Getting the best out of the genetics requires following best practices. On the Wuxuan farm, technicians in an on-site laboratory scrutinise samples from every batch of semen collected from boars, checking motility levels and other indicators that boost chances of pregnancy.
Boars in well-run facilities can service up to 200 sows, twice as many as the average farm in China, said Casey, thanks to work done in such labs.
Fast-expanding pig firm Guangxi Yangxiang is replacing male breeding stock at the end of every year, instead of every two to three years like many others.
“That guarantees that the genetics we’re using are the newest. Genetics are continually improving,” said Guangxi Yangxiang Co vice-president Gao Yuanfei.
Such rapid scaling up faces many potential pitfalls however. Investment costs are high, particularly under new environmental laws. Farms will spend 30 yuan per sow on waste treatment alone, said Professor Wang.
Preventing disease is challenging in China, where diseases already eradicated in other countries are still prevalent, and the huge number of livestock and its proximity to people raises the risk of contamination. Once disease enters an intensive farm, it can kill hundreds of animals in days.
Even farms supplying new farms with young sows have been hit by disease, reducing already short supplies.

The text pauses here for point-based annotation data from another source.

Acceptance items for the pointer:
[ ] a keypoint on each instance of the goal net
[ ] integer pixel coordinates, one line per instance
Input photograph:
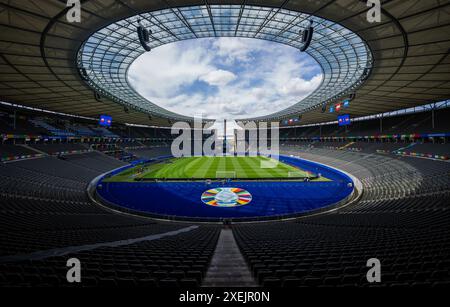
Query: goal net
(225, 174)
(296, 175)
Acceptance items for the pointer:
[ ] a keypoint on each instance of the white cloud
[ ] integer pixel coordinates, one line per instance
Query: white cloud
(244, 77)
(218, 77)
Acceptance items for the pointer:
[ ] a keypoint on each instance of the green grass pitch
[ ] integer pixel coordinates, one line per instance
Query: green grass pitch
(212, 168)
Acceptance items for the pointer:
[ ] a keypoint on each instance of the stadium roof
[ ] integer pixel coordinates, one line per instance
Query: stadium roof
(40, 61)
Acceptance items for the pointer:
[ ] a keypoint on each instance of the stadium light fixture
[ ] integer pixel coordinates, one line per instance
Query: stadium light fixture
(97, 97)
(144, 37)
(307, 36)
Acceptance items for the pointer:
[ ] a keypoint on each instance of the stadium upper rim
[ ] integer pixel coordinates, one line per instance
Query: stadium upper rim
(38, 51)
(105, 58)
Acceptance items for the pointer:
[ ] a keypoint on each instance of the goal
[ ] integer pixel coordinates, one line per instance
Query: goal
(225, 174)
(296, 175)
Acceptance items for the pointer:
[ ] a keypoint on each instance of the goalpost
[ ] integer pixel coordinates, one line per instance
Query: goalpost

Most daunting perhaps is the shortage of trained workers.
“Raising pigs is no longer how it was in the past, for farmers with no professional knowledge,” said Fang, the analyst.
Most of Xinguangan’s staff are university graduates but even so, awareness of animal health is low, said Hong Haozhou, consulting vet from Carthage & MHJ Agritech. Drugs are not always issued in the right way and biosecurity measures do not always focus on the biggest risks.
“From the hardware perspective, there’s not much difference [from Western farms],” said Hong. “You’ve got automatic feeders, temperature control systems, automatic fans, everything is the same as international farms. But it’s the internal problems, like insufficient understanding of healthy development of pigs.”
For now, Xinguangan is managing to keep disease at bay. Workers spend 48 hours in quarantine before entering the farm to prevent transmission of disease and then live on site for weeks at a time.
Like in the United States, feed trucks deliver meal over a fence to stop vehicles from contaminating the site with disease from other farms.
Offspring from the sow farm will go to separate locations for fattening to reduce the risk of spreading disease between animals, adding extra complexity to managing the operation.
“Our construction model and our production process is completely based on studying the US,” said Chen Gang, who oversees Xinguangan’s pig farming operations in the Guangxi region.